A robot equipped with RE2 Robotics’ Highly Dexterous Manipulation Systems (HDMS) retrieves a suspicious-looking device. (Image courtesy of RE2 Robotics)

Looking Ahead

While UGV technology continues to advance, RE2 is focused on implementing interoperability standards as it researches and develops robotic arms that are compatible with unmanned underwater and air vehicles.

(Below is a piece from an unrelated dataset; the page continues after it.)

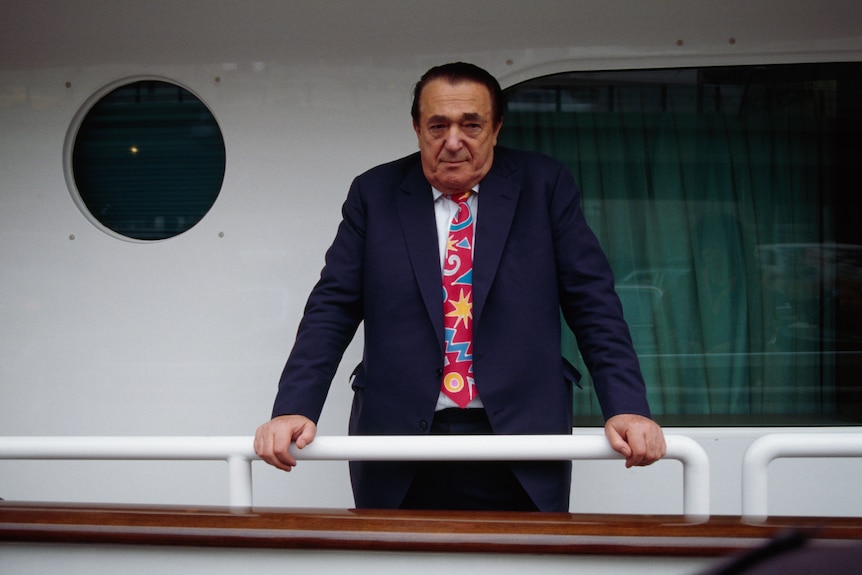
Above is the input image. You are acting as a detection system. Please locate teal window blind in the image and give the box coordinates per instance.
[71,80,225,241]
[499,63,862,426]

For instance, RE2 is adapting its ground-based electromechanical manipulation technology for use in a marine environment. The company currently has two programs in development for the U.S. Navy's Office of Naval Research: an inflatable Underwater Dual Manipulator (UDMI) system and an electro-mechanical Underwater Dexterous Manipulation System for Explosive Ordnance Disposal (EOD) Applications (DMEA). The UDMI and DMEA systems will provide EOD technicians with the same standoff capabilities that they use to operate on land to effectively address Waterborne Improvised Explosive Devices (WIEDs) and mines. One of the goals of these efforts is to apply interoperability standards, such as IOP, to allow for rapid integration into the Navy's existing underwater robot systems.

“Developing robotic technologies that keep individuals out of harm's way is paramount to the mission of RE2 Robotics,” says Pedersen. “Over the past year we have worked closely with the Navy to transition our expertise to underwater systems. By extending our manipulation capabilities into the submersible space, we are able to enter new markets, such as Offshore Oil and Gas, which rely on the safe inspection, maintenance and repair of underwater structures. Providing dexterous manipulation capabilities to this class of UUVs will open up a new realm of capabilities and applications for unmanned systems.”

The future of military robotics and unmanned systems is bright. For ground, air, and water applications, interoperability standards such as IOP will allow the Department of Defense to get the best technology into the hands of the warfighter and rapidly adapt as new capabilities emerge.